December 12, 2017

Canada’s NDP attacked as poll rise continues

Yep, Captain Jack is looking positively Prime Ministerial. But it takes a bit more than a few flash poll results to bring a Tory government down. They are cunning varmints.

Canada’s New Democratic Party (NDP) has come under fire from its rivals on the eve of the 2nd May general elections.

The centre-left NDP is now only five percentage points behind the Conservatives.

A Nanos Research survey placed the NDP on 31% support, with the Conservatives at 36%. Michael Ignatieff’s Liberal Party trailed at 22%, and the Bloc Quebecois is only at 6%.

In politics you know you are doing something right if your opponents are lining up to take shots at you.

Conservative Prime Minister Stephen Harper said the NDP would need the Bloc Quebecois’ support to win the election. This is an old favourite Tory tactic. Try and scare off voters with talk of an independence party having a hand in power.

Another favourite is Stephen Harper’s claim that an NDP led minority government would lead to out-of-control spending and higher taxes. That one is so tired it can’t keep its eyes open.
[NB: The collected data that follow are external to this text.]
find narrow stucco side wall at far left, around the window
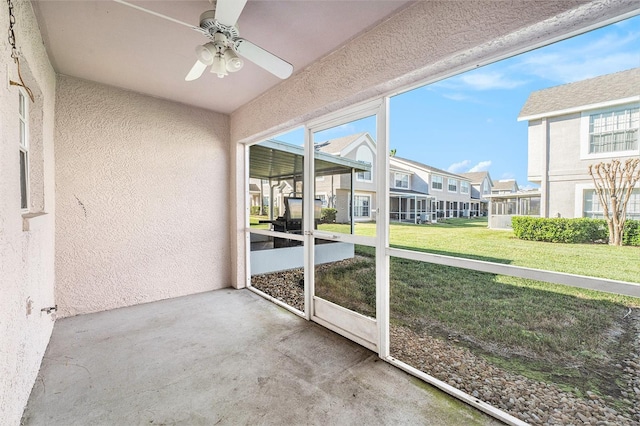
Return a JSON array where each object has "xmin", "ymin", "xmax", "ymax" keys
[{"xmin": 0, "ymin": 0, "xmax": 55, "ymax": 425}]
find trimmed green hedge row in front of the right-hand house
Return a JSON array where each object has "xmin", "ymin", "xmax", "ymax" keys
[{"xmin": 511, "ymin": 216, "xmax": 640, "ymax": 246}]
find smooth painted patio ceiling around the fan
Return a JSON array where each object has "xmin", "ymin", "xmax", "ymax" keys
[{"xmin": 32, "ymin": 0, "xmax": 408, "ymax": 113}]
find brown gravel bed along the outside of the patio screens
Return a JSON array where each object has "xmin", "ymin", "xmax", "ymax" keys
[{"xmin": 251, "ymin": 269, "xmax": 640, "ymax": 425}]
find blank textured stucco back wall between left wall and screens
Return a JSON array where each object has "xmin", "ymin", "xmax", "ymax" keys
[{"xmin": 55, "ymin": 76, "xmax": 230, "ymax": 316}]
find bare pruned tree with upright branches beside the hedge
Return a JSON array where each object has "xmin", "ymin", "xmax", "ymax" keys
[{"xmin": 589, "ymin": 158, "xmax": 640, "ymax": 246}]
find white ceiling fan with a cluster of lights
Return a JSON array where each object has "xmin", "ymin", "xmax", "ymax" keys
[{"xmin": 114, "ymin": 0, "xmax": 293, "ymax": 81}]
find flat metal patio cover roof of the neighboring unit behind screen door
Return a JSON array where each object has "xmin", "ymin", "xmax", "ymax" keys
[{"xmin": 249, "ymin": 140, "xmax": 371, "ymax": 180}]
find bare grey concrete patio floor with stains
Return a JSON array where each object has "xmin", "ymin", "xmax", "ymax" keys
[{"xmin": 23, "ymin": 289, "xmax": 500, "ymax": 425}]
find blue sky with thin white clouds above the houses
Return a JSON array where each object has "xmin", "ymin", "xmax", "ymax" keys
[{"xmin": 278, "ymin": 16, "xmax": 640, "ymax": 187}]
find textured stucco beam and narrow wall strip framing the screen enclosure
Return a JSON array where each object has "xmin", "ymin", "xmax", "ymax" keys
[{"xmin": 231, "ymin": 0, "xmax": 638, "ymax": 286}]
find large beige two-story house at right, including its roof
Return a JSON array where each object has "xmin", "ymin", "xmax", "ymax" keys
[{"xmin": 518, "ymin": 68, "xmax": 640, "ymax": 219}]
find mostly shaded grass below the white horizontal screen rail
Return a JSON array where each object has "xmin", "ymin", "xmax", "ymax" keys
[{"xmin": 316, "ymin": 246, "xmax": 640, "ymax": 397}]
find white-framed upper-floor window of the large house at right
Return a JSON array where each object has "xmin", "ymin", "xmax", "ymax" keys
[{"xmin": 580, "ymin": 102, "xmax": 640, "ymax": 159}]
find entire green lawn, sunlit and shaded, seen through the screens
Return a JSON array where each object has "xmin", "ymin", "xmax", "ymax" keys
[{"xmin": 304, "ymin": 219, "xmax": 640, "ymax": 398}]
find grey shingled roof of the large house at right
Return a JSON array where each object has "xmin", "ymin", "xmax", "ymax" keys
[{"xmin": 518, "ymin": 68, "xmax": 640, "ymax": 121}]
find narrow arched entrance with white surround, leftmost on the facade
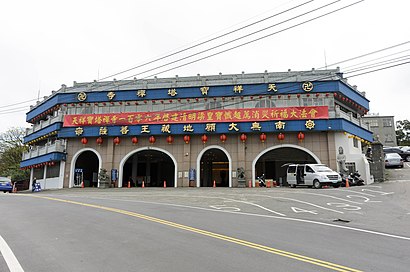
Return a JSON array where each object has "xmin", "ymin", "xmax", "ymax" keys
[{"xmin": 71, "ymin": 149, "xmax": 100, "ymax": 187}]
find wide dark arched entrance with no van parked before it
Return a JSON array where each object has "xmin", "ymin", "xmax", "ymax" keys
[{"xmin": 119, "ymin": 148, "xmax": 176, "ymax": 187}]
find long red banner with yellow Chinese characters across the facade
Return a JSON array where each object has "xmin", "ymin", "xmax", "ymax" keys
[{"xmin": 63, "ymin": 106, "xmax": 329, "ymax": 127}]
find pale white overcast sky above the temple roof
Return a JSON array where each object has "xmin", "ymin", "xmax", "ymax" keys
[{"xmin": 0, "ymin": 0, "xmax": 410, "ymax": 132}]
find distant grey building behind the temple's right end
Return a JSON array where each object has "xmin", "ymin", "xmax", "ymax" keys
[{"xmin": 363, "ymin": 115, "xmax": 397, "ymax": 146}]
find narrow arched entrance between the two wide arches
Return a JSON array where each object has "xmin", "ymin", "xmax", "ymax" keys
[{"xmin": 197, "ymin": 146, "xmax": 232, "ymax": 187}]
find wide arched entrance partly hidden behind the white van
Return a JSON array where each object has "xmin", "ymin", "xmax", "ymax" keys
[{"xmin": 252, "ymin": 144, "xmax": 320, "ymax": 187}]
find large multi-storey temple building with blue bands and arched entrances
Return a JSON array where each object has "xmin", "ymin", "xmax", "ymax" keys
[{"xmin": 20, "ymin": 69, "xmax": 372, "ymax": 189}]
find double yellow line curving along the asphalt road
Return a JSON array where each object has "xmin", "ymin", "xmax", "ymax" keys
[{"xmin": 30, "ymin": 195, "xmax": 361, "ymax": 272}]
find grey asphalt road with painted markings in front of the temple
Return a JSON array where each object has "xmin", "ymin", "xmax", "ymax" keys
[{"xmin": 0, "ymin": 165, "xmax": 410, "ymax": 272}]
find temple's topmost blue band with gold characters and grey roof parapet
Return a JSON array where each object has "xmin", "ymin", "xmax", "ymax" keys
[{"xmin": 26, "ymin": 70, "xmax": 369, "ymax": 123}]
Liberal Leader Michael Ignatieff who has seen his party slip from second to a distant third in the polls said “What’s weird here is that everybody’s calling the hockey game in the middle of the third period. That’s weird.”

“When I watch hockey games, I wait until the final whistle. I wait until the final siren and the final siren hasn’t sounded.”

That is all well and good Mr Ignatieff, but if you are so far behind in the middle of the third period and your opponent has your attacks covered, then the final siren might as well sound now. Anyway the day before an election sounds more like the end of the third to newswarped.

So what is NDP leader Jack Layton up to? Well he is defending himself from criticism about comments he made about wanting the Bank of Canada to keep its interst rates low.

Obviously Jack is used to saying what he liked and no one was too bothered about it. But now that he is a possible Prime Minister in waiting, suddenly what he says matters.

Now Jack is being forces to reinforce that he will not interfere with the Bank of Canada’s independence if elected.

One day out and this election is too close to call. Will the cycle of Conservative minority governments be broken? Or will the NDP and the Liberals split the ‘left’ vote and let the Conservatives in again?